There was no significant difference in P. gingivalis levels between the gel application group (P ≥ 0.05). However, gel application significantly reduced the levels of (P < 0.05) T. denticola and T. forsythia.

Discussion

This study showed that using a 0.2% chlorhexidine gel effectively reduced the number of bacterial colonization in the area around the orthodontic mini-implant. These results are consistent with previous studies showing that chlorhexidine exhibits good antibacterial activity (Mohammadi, 2008, Nagappan and John, 2012, Bachtiar and Bachtiar, 2018, Jamilian et al., 2019).

The three red-complex bacteria were detected in all orthodontic mini-implant areas in this study, both in healthy orthodontic mini-implants and in those showing inflammation signs. Research subjects with good oral hygiene also contained red-complex bacteria. The detection of the three red-complex bacteria supports the role of red-complex bacteria as the cause of infection with orthodontic implant peri-mini. In agreement with the results of Park et al. (2012), we observed that cleanliness determines the success of orthodontic mini-implants in the area around the implants.

Chlorhexidine has been used widely for disinfection because of its high antibacterial activity and low toxicity. However, these properties differ at different concentrations and dosage forms. Studies of chlorhexidine were carried out by Jamilian et al. (2019), Restrepo et al. (2015), and Al-Bazi et al. (2016). They showed similar results, with chlorhexidine gel effectively reducing colonies of periodontal bacteria and caries-causing bacteria (Restrepo et al., 2015, Al-Bazi et al., 2016, Jamilian et al., 2019). Furthermore, Al-Bazi et al. (2016) found that long-term use of chlorhexidine gel had no negative impact.

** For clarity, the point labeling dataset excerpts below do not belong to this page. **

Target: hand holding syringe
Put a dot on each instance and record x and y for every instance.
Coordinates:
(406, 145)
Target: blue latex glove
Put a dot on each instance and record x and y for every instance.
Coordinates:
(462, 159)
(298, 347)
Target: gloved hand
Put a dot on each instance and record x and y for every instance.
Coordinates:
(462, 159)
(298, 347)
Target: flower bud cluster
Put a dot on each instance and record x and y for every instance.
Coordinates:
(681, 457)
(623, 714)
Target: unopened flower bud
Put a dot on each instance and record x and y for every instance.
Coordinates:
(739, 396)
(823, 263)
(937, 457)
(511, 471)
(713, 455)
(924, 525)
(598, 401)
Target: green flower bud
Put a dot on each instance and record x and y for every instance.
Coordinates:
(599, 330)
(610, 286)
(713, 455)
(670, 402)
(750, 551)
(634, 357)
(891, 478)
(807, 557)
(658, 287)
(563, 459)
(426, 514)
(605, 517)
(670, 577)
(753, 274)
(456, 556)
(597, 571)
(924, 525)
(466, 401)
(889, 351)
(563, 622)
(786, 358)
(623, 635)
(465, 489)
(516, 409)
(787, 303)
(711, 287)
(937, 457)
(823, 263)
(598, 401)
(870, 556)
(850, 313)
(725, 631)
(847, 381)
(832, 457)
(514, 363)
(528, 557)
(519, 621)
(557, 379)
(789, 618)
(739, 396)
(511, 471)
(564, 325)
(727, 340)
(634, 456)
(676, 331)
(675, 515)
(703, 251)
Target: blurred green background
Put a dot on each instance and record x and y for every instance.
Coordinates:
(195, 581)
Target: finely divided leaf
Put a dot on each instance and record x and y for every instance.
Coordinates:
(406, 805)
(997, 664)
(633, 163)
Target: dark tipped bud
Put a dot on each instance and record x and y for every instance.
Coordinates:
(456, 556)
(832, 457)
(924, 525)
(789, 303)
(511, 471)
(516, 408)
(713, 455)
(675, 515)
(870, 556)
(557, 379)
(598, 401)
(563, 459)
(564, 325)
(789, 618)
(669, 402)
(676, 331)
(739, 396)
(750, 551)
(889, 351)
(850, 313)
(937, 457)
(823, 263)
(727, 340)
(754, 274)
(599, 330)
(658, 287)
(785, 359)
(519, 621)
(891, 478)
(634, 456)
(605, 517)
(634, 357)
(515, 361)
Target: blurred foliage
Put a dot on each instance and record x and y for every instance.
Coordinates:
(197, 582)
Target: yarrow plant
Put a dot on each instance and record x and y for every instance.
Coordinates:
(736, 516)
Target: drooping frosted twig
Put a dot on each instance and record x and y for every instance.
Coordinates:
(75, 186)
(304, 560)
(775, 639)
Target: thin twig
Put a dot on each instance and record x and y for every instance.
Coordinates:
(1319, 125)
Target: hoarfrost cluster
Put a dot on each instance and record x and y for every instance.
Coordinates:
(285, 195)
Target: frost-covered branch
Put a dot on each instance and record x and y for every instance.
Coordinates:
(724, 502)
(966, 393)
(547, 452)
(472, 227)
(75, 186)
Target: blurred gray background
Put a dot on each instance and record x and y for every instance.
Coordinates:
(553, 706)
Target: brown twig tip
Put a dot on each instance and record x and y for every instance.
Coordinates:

Chitosan reduced the levels of P. gingivalis, T. denticola, and T. forsythia by 26.59%, 37.47%, and 42.06%, respectively. To the best of our knowledge, no studies have examined T. forsythia and T. denticola in this context, although Akncbay et al. (2007) observed that chitosan has antibacterial effects against P. gingivalis. The effectiveness of this antibacterial agent requires further analysis of a larger number of samples to optimize the chitosan gel formulation for use as an antibacterial agent.

Conclusion

Chitosan gel can reduce total bacterial colonies of P. gingivalis, T. denticola, and T. forsythia, although it is not as effective as chlorhexidine gel.

Declaration of Competing Interest

The authors declare that they have no known competing financial interests or personal relationships that could have appeared to influence the work reported in this paper.